Samburu Mornings


Eric Van Cleave, International Intern

Date Published

I woke up in my Nairobi hotel room to the sounds of cars honking and lorry engines roaring in the street below. It was early, the sun had just risen, but the city had begun to stir long before. I found that I felt well rested and excited, which was surprising given that I could scarcely find any sleep the night before. After all, I had just spent over a day traveling here from America and I was finally only a short plane ride away from my final destination: the Samburu National Reserve where I would be spending the next month as an intern with Save The Elephants.
This was to be my first trip to Samburu and only my second time visiting Kenya. Like many others before me, I was instantly captivated by this country’s abundant natural beauty, breathtaking wildlife, and rich cultural heritage. Therefore, when I had received the news that I was accepted for this internship position with Save The Elephants, I was elated by the idea of returning to Kenya. As soon as my small twenty-seat plane had touched down on a dirt airstrip just outside of the reserve and I took in my first breath of cool, dry air I could not help but feel a sense of renewed wonderment and anticipation for what the month ahead would bring. It also did not take me long to realize that this was not quite the Kenya I had remembered visiting only eighteen months before. This was to be a new adventure, with many new sights and experiences.

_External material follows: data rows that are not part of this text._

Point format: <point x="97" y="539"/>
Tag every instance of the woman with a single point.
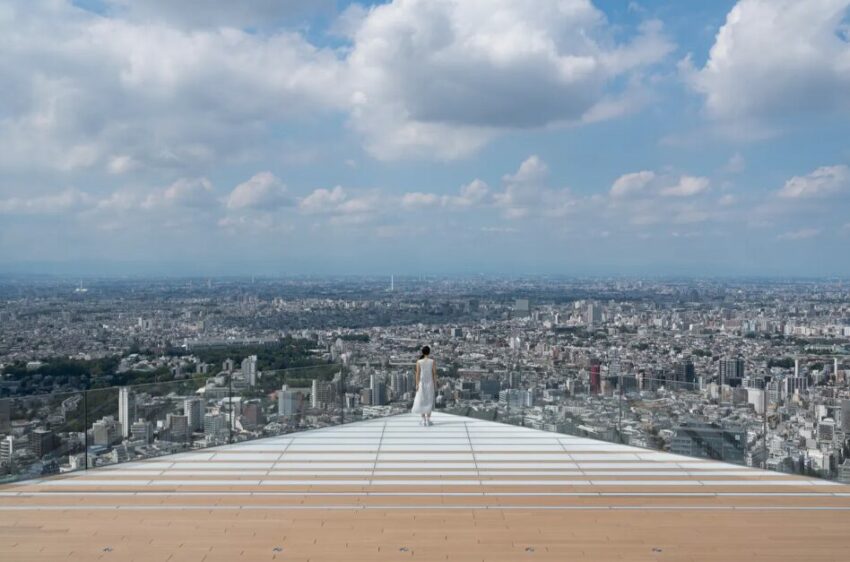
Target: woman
<point x="426" y="382"/>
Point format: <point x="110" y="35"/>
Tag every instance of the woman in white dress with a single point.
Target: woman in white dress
<point x="426" y="383"/>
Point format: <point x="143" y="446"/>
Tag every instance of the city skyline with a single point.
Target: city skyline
<point x="509" y="137"/>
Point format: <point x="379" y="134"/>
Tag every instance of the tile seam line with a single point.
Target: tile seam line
<point x="392" y="507"/>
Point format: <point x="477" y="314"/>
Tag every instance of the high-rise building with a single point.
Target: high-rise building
<point x="379" y="391"/>
<point x="710" y="442"/>
<point x="178" y="427"/>
<point x="142" y="430"/>
<point x="516" y="398"/>
<point x="489" y="388"/>
<point x="126" y="410"/>
<point x="794" y="385"/>
<point x="595" y="377"/>
<point x="214" y="424"/>
<point x="826" y="430"/>
<point x="249" y="370"/>
<point x="252" y="415"/>
<point x="7" y="449"/>
<point x="192" y="409"/>
<point x="398" y="384"/>
<point x="322" y="394"/>
<point x="731" y="371"/>
<point x="685" y="373"/>
<point x="106" y="432"/>
<point x="845" y="416"/>
<point x="5" y="416"/>
<point x="514" y="379"/>
<point x="288" y="401"/>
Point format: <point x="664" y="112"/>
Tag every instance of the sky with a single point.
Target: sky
<point x="425" y="136"/>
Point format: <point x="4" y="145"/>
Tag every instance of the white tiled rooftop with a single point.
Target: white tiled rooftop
<point x="460" y="471"/>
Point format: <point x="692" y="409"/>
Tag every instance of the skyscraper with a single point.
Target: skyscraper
<point x="43" y="442"/>
<point x="7" y="449"/>
<point x="214" y="424"/>
<point x="322" y="394"/>
<point x="249" y="370"/>
<point x="731" y="371"/>
<point x="379" y="391"/>
<point x="845" y="416"/>
<point x="178" y="427"/>
<point x="5" y="416"/>
<point x="685" y="373"/>
<point x="710" y="442"/>
<point x="106" y="432"/>
<point x="142" y="430"/>
<point x="288" y="401"/>
<point x="126" y="410"/>
<point x="192" y="409"/>
<point x="595" y="380"/>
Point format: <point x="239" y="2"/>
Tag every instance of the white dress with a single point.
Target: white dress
<point x="424" y="401"/>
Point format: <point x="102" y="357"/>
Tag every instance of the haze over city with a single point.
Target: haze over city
<point x="411" y="137"/>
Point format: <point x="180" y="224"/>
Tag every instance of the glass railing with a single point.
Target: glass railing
<point x="57" y="433"/>
<point x="734" y="425"/>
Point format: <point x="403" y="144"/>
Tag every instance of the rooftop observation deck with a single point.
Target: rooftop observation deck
<point x="388" y="489"/>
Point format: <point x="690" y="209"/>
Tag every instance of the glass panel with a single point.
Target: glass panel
<point x="41" y="435"/>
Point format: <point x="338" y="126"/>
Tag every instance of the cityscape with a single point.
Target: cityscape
<point x="428" y="280"/>
<point x="748" y="372"/>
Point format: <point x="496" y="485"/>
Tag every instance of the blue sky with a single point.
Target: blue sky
<point x="445" y="136"/>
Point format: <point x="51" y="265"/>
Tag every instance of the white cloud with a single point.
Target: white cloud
<point x="474" y="193"/>
<point x="144" y="95"/>
<point x="323" y="200"/>
<point x="526" y="194"/>
<point x="825" y="181"/>
<point x="727" y="200"/>
<point x="264" y="191"/>
<point x="802" y="234"/>
<point x="688" y="186"/>
<point x="64" y="201"/>
<point x="773" y="58"/>
<point x="736" y="164"/>
<point x="629" y="184"/>
<point x="470" y="195"/>
<point x="121" y="164"/>
<point x="419" y="199"/>
<point x="440" y="78"/>
<point x="215" y="13"/>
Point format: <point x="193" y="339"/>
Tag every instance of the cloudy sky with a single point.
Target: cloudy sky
<point x="415" y="136"/>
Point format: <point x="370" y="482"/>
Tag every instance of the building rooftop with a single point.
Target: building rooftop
<point x="389" y="489"/>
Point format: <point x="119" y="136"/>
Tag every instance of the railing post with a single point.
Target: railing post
<point x="620" y="407"/>
<point x="86" y="428"/>
<point x="232" y="419"/>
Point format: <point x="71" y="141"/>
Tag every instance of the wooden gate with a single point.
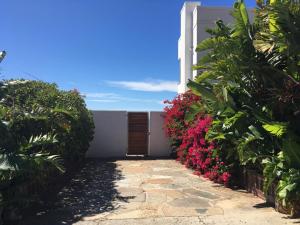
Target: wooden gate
<point x="138" y="132"/>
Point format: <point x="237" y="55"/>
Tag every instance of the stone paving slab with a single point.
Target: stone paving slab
<point x="150" y="192"/>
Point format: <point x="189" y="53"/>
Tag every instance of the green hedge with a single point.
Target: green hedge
<point x="43" y="131"/>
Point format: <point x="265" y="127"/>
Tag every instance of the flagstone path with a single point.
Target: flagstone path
<point x="152" y="192"/>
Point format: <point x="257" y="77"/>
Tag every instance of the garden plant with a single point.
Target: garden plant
<point x="45" y="132"/>
<point x="245" y="112"/>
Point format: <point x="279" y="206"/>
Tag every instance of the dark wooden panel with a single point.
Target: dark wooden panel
<point x="137" y="133"/>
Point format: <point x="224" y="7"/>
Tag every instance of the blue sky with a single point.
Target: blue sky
<point x="121" y="54"/>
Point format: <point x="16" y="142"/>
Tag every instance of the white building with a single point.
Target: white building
<point x="195" y="19"/>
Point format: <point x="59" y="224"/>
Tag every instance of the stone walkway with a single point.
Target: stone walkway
<point x="152" y="192"/>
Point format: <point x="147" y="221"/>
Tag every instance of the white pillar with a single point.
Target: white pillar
<point x="185" y="45"/>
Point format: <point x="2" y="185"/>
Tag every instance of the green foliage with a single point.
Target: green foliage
<point x="248" y="81"/>
<point x="44" y="132"/>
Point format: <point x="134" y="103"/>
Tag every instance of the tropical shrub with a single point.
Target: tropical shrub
<point x="249" y="84"/>
<point x="187" y="130"/>
<point x="45" y="132"/>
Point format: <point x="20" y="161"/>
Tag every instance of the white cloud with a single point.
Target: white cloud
<point x="150" y="86"/>
<point x="103" y="97"/>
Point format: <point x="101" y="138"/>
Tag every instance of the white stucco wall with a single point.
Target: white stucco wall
<point x="194" y="20"/>
<point x="111" y="135"/>
<point x="158" y="142"/>
<point x="185" y="44"/>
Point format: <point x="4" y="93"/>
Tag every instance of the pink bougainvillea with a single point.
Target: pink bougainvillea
<point x="192" y="149"/>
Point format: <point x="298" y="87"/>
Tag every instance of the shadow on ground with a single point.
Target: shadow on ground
<point x="90" y="192"/>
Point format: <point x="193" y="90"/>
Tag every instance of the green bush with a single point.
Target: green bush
<point x="249" y="80"/>
<point x="43" y="131"/>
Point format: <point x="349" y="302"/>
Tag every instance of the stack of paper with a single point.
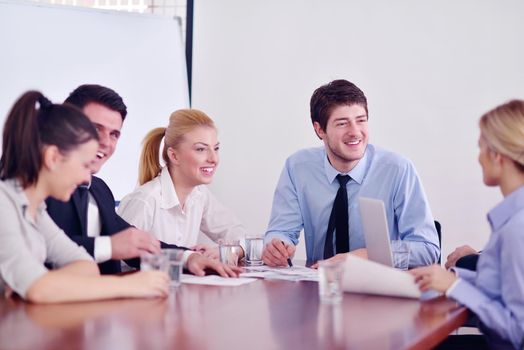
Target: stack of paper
<point x="365" y="276"/>
<point x="295" y="273"/>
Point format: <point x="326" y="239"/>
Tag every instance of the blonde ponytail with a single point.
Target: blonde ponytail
<point x="150" y="166"/>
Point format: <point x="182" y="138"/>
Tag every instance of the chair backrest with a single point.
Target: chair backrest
<point x="439" y="232"/>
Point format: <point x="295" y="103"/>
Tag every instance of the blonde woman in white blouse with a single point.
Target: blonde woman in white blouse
<point x="173" y="201"/>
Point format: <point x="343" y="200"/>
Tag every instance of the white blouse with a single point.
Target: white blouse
<point x="155" y="207"/>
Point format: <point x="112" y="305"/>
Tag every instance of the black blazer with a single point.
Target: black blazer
<point x="73" y="220"/>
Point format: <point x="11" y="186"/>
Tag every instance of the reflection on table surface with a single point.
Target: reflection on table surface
<point x="260" y="315"/>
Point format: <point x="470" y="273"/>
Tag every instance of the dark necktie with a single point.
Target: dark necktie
<point x="338" y="221"/>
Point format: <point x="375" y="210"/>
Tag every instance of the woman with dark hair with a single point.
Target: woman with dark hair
<point x="495" y="292"/>
<point x="47" y="150"/>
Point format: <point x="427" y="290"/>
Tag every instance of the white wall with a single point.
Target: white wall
<point x="56" y="48"/>
<point x="429" y="70"/>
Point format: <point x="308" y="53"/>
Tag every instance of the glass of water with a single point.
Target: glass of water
<point x="153" y="262"/>
<point x="400" y="250"/>
<point x="175" y="264"/>
<point x="330" y="281"/>
<point x="230" y="251"/>
<point x="254" y="248"/>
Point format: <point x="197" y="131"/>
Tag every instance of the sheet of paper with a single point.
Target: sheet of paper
<point x="295" y="273"/>
<point x="365" y="276"/>
<point x="213" y="280"/>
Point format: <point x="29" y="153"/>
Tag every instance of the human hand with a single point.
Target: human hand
<point x="207" y="250"/>
<point x="361" y="253"/>
<point x="457" y="254"/>
<point x="197" y="263"/>
<point x="129" y="243"/>
<point x="433" y="277"/>
<point x="277" y="252"/>
<point x="147" y="284"/>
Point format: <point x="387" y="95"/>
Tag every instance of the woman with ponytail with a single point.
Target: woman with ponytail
<point x="48" y="150"/>
<point x="173" y="201"/>
<point x="495" y="292"/>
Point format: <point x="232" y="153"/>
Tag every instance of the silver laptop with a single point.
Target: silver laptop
<point x="376" y="232"/>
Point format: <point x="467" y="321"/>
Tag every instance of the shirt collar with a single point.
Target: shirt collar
<point x="357" y="173"/>
<point x="168" y="196"/>
<point x="511" y="204"/>
<point x="21" y="197"/>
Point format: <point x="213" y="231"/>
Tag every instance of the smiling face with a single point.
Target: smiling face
<point x="195" y="159"/>
<point x="108" y="123"/>
<point x="70" y="170"/>
<point x="346" y="136"/>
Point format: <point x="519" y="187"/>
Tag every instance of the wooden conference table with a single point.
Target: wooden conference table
<point x="266" y="314"/>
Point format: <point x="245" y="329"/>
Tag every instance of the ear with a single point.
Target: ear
<point x="51" y="157"/>
<point x="319" y="131"/>
<point x="173" y="156"/>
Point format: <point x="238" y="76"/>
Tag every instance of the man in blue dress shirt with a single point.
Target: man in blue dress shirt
<point x="308" y="185"/>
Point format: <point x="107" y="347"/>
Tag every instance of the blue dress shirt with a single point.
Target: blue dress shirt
<point x="307" y="188"/>
<point x="495" y="292"/>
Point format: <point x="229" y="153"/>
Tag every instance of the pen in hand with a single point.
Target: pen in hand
<point x="288" y="259"/>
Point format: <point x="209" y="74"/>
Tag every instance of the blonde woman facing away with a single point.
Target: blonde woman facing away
<point x="173" y="201"/>
<point x="495" y="292"/>
<point x="48" y="150"/>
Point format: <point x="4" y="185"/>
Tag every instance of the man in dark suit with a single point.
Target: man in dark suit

Of course, I am not here merely as a tourist, but to do work for an organization that is trying to conserve the magic of Kenya for future generations as well as enrich and educate its local communities. My primary duty as an intern will be to assist on the so-called Human Footprint Project, using satellite imagery collected from recent years to document areas of human disturbance across the Ewaso ecosystem, which is home to diverse and abundant wildlife including many of Kenya’s treasured elephants. Large portions of this area also happen to be slated for human development in the coming years, and are currently experiencing growing levels of human disturbances. Tracking these changes in areas known to be important for the seasonal movements of elephants and other wildlife is therefore an important task for understanding how greater levels of human development will impact these populations in the coming years. That is not to say that my time is solely occupied sitting on a computer. Already in my first week in Samburu I have spent plenty of time out in the field assisting the research team with the long-term monitoring of elephants, conducting censuses of mammals around the park to document their changing spatial distributions, and I even had the opportunity to ride along in STE’s small survey plane to check on whether a conglomeration of vultures spotted in the park was the result of a deceased elephant (thankfully, it was not).

In contrast to that noisy Nairobi morning my first day in Kenya, I now wake up to the calls of hornbills and weaverbirds giving alert to the rising sun. As I emerge from my tent, I am greeted with the sights of a lazily flowing river and, occasionally, juvenile vervet monkeys wrestling playfully in their sleeping tree. Before I start my workday, I like to sit down near the water and watch as the wildlife begin to stir. It is not hard to feel excited about the day ahead because one never knows what amazing opportunities it will bring. Behind every Acacia tree and on the far side of each hill lurks the potential for a new and special memory. It is this potential that makes the work here feel ever the more fulfilling because it directly benefits the wildlife and helps ensure that local communities and visitors from all over the world will be able to share similar experiences well into the future.